MALANG, iNews.id – Seorang orang tua calon wali murid SDN Merjosari 5, Kecamatan Lowokwaru, Kota Malang, Jawa Timur (Jatim), Abdul Aziz menggugat Dinas Pendidikan dan Kebudayaan (Dikbud) dan sekolah ke Ombudsman RI. Upaya hukum ini dilakukan karena ada kejanggalan dalam sistem penerimaan siswa jalur zonasi.

Ditemui di rumahnya, Perum Joyo Land, Abdul Aziz mengaku kaget saat pengumuman Penerimaan Peserta Didik Baru (PPDB) Kota Malang, Selasa (9/6/2020). Sebab, nama anaknya tidak tertera dalam daftar siswa yang diterima.

Padahal, sesuai aturan zonasi, anaknya masuk dalam kategori 1. Ini karena lokasi rumahnya berdempetan dengan sekolah. Abdul Aziz sempat menanyakan hal itu kepada pihak sekolah. Namun, pihak sekolah melimpahkan persoalan tersebut kepada Dikbud setempat.

“Selasa kemarin saya juga sudah menanyakan persoalan ini ke Dikbud Kota Malang, tetapi tidak ada jawaban.
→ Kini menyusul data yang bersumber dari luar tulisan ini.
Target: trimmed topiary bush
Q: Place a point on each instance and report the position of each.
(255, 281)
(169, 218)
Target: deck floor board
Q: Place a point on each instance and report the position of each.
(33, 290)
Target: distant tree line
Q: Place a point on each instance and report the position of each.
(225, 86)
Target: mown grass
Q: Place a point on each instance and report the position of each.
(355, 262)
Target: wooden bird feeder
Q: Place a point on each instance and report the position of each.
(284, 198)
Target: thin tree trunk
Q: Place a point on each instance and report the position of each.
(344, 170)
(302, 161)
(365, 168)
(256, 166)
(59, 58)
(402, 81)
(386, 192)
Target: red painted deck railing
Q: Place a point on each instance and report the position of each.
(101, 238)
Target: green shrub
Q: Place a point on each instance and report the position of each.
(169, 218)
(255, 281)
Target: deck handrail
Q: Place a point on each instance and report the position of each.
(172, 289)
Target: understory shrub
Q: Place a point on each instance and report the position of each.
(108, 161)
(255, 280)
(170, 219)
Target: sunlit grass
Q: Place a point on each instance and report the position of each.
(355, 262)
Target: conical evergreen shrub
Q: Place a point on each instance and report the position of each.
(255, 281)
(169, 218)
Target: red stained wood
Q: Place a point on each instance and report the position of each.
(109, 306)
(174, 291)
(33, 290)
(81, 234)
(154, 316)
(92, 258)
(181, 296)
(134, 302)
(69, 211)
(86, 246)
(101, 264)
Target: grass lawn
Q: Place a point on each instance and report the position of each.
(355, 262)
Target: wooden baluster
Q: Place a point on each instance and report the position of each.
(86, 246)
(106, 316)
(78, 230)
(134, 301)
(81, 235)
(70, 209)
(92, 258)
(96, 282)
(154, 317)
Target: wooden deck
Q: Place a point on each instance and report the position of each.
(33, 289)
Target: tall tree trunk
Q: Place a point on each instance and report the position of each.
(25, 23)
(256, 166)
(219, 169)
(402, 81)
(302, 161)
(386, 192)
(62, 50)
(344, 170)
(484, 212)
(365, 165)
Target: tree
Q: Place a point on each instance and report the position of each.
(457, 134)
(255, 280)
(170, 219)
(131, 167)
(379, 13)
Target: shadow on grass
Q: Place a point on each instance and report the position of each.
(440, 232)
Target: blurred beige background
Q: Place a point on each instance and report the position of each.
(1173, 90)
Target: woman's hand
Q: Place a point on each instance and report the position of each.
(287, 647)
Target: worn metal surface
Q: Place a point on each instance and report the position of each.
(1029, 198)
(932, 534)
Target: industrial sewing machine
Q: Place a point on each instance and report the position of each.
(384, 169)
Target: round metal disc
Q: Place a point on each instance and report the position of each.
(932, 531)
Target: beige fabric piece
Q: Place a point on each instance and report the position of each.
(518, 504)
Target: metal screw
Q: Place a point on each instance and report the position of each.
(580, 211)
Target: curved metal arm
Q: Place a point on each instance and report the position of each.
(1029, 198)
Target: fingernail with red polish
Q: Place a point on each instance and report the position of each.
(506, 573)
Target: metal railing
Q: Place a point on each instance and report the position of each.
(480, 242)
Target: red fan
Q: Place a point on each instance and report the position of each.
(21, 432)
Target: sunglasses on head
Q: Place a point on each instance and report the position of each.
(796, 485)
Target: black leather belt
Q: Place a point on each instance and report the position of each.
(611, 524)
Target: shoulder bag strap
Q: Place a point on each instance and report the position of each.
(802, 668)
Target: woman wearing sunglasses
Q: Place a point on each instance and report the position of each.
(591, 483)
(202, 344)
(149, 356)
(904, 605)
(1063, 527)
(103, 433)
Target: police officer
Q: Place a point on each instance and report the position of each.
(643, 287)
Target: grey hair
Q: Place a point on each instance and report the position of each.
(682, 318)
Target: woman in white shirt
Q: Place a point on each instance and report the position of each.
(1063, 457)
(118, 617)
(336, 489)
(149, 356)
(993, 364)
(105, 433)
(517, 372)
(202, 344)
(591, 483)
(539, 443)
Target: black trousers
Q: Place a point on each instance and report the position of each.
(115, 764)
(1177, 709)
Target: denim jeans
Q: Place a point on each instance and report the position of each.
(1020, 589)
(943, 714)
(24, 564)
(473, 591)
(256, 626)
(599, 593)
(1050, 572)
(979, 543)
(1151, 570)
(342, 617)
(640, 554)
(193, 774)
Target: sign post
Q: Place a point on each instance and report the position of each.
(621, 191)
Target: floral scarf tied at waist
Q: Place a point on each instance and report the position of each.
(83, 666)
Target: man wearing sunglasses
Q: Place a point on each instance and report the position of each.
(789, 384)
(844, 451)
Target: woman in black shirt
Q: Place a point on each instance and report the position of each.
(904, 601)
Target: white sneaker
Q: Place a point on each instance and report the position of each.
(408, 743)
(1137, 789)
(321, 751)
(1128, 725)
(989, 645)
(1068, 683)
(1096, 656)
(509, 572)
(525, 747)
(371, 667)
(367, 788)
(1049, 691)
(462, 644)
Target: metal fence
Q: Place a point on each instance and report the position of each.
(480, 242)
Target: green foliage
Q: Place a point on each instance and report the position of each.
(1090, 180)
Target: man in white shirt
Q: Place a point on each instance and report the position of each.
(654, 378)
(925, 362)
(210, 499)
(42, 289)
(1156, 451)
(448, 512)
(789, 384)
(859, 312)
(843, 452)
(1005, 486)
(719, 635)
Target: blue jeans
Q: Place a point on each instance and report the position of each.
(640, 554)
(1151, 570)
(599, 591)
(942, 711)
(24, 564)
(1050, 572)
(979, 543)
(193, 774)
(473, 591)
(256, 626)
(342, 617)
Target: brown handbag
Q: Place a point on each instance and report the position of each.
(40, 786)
Karena itu, hari ini kami secara resmi melaporkan ke Ombudsman RI,” kata Abdul Aziz, Rabu (10/6/2020).

Atas polemik ini, Sekretaris Dikbud Kota Malang, Totok Kasianto, mendatangi rumah Abdul Aziz di Perum Joyo Land, Rabu (10/6/2020) siang. Selain untuk bersilaturahmi, panitia PPDB Kota Malang ini juga meluruskan persoalan tersebut.

Totok mengatakan, aturan penerimaan siswa baru jalur zonasi sebenarnya sudah disampaikan kepada seluruh sekolah. Namun informasi tersebut belum sampai kepada kepala sekolah, sehingga terjadi siswa tidak diterima, meskipun rumahnya bersebelahan dengan sekolah.

“Untuk jalur zonasi, selain usia, jarak antara rumah siswa dengan sekolah juga menjadi prioritas siswa diterima. Seperti pak Aziz ini, mestinya diterima. Sebab jaraknya cukup dekat. Tetapi, rupanya ini ada kesalahpahaman dari sekolah,” katanya.